Dr. Wright approaches his study of Jesus as a Christian, a New Testament scholar, and as an historian. While his conclusions challenge many popular evangelical conceptions of Jesus, his teachings, and his mission, they also provide what I discovered to be a significantly more integrated picture of Jesus—one that “made sense” in the light of sound biblical, cultural and historical contexts, and brought new insight upon the church’s own mission and message.
Wright begins with a thorough examination of the recent “quests for the historical Jesus,” chronicling (and critiquing) scholars from Hermann Samuel Reimarus and Albert Schweitzer to Robert Funk, John Dominic Crossan, Marcus Borg, and others. Wright then offers a new direction for the “quest” that brings together both serious historical research and coherent theological reflection.
It is impossible to compress Wright’s comprehensive examination of the evidence into one simple statement. His is a well reasoned hypothesis offering a coherent conclusion that is consistent with the data, and helpful in understanding the implications of the data for the believing community.

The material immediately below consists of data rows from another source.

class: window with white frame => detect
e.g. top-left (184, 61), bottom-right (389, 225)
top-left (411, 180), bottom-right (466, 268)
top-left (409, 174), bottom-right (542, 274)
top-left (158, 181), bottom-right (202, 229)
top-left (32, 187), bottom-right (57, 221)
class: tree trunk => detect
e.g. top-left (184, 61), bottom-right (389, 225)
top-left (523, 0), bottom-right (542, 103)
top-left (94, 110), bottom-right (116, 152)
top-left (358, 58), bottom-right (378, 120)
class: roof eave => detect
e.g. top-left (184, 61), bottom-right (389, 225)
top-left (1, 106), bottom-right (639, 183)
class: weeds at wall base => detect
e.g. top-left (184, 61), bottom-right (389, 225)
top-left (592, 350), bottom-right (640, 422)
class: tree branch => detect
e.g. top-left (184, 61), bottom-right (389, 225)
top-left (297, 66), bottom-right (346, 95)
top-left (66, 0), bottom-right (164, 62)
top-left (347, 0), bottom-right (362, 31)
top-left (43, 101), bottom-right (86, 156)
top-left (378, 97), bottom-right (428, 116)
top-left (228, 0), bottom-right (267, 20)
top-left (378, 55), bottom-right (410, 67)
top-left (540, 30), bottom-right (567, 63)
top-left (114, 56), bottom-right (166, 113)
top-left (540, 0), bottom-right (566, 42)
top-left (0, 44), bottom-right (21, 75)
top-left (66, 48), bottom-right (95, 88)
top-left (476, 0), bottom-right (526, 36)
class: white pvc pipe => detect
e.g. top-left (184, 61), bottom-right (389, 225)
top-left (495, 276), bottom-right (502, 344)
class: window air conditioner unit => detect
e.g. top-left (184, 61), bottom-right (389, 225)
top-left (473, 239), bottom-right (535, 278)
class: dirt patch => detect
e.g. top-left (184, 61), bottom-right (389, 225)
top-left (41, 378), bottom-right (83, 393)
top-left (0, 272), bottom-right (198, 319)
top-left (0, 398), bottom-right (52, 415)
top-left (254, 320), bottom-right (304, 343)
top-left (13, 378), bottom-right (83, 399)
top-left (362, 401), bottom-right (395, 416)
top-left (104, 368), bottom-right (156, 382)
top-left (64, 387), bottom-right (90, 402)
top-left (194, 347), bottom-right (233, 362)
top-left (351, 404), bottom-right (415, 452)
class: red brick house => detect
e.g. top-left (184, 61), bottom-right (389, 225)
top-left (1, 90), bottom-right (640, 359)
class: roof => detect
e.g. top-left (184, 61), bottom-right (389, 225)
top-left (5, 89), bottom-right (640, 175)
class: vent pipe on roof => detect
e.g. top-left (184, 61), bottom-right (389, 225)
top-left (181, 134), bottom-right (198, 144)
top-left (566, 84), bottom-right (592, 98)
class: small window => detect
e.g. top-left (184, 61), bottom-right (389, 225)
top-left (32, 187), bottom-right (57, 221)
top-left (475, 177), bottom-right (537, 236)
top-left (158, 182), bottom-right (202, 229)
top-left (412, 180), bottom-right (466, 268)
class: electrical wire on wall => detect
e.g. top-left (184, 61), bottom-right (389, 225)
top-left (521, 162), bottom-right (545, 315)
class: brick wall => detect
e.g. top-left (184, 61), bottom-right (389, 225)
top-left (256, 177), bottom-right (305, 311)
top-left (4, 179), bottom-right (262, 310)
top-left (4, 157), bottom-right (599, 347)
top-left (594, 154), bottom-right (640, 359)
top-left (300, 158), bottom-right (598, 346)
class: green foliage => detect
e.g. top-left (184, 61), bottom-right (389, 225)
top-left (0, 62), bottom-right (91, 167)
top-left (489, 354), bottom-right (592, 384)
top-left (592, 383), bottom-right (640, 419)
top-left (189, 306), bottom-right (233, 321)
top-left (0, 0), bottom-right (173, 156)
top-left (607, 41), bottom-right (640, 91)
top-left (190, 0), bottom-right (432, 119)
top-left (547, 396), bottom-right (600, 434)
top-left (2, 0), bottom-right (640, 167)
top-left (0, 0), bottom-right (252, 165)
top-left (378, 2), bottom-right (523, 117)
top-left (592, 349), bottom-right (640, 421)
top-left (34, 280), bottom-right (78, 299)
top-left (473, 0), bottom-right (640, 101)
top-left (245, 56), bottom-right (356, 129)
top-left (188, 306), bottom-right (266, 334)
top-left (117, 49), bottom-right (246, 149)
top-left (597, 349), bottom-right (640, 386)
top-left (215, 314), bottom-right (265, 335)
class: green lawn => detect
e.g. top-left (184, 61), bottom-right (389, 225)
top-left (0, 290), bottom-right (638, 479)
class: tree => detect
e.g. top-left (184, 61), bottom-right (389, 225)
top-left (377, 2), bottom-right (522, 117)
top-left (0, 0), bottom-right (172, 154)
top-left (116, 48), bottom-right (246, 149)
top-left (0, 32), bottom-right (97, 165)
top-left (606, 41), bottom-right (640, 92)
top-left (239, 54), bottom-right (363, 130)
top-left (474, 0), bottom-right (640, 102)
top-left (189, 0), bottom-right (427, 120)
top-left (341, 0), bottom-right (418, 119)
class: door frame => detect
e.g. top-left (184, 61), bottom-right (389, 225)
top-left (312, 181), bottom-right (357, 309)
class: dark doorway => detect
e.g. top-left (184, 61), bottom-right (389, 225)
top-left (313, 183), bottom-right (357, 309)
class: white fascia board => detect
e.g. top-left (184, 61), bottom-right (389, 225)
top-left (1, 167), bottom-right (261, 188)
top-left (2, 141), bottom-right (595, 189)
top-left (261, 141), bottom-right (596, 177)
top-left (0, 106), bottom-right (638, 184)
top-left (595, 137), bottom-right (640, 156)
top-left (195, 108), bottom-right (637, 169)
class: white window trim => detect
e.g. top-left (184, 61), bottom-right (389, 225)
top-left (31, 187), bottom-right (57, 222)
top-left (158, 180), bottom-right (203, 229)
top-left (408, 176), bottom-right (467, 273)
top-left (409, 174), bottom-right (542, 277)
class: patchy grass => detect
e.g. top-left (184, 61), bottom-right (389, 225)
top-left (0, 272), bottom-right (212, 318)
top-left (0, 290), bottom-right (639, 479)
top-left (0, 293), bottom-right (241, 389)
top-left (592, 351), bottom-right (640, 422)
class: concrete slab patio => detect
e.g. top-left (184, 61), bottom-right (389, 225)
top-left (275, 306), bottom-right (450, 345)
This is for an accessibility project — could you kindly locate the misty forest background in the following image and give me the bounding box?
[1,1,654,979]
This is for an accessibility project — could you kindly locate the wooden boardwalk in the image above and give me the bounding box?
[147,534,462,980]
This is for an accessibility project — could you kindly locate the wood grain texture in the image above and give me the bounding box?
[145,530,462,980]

Wright locates Jesus fully in his first-century Jewish context, and shows the reader how his message, his miracles, his public actions, and parables would have been heard in that context. Illuminating the first century Jewish expectation about the return of Israel’s god, in its various forms, Wright identifies Jesus as a prophet who is not only critiquing their practices, approaches, and expectations, but is suggesting, radically, that their expectation for the coming kingdom of God is taking place in and through himself.
The climax of Israel’s story, and indeed humanity’s story, was taking place in the life of Jesus. Because of this, or rather as an expression of this, Jesus message and actions challenged many of Israel’s traditional identity markers, such as Temple, Torah, land, and ethnic/national identity. Jesus was redrawing theses around himself. Israel was in exile, but her God was acting then and there to deliver her—and this was taking place through Jesus. As Wright comments in a section on the Last Supper, “the meal brought Jesus’ own kingdom-movement to its climax. It indicated that the new exodus, and all that it meant, was happening in and through Jesus himself” (p.557).
Wright closes this work with an examination of the crucifixion of Jesus. He explores not only the reasons for Jesus’ crucifixion (a subject of much controversy in recent months), but also a radically fresh suggestion about what Jesus believed his crucifixion meant. Jesus’ death was not simply God’s messy way of “paying” for the sins of human beings, but the means by which Israel’s God was going to conquer her enemies. Wright says in conclusion, “Unlike his actions in the Temple and the upper room, the cross was a symbol not of praxis but of passivity, not of action but of passion. It was to become the symbol of victory, but not the victory of Caesar, nor of those who would oppose Caesar with Caesar’s methods. It was to become the symbol, because it would be the means, of the victory of God” (p.610).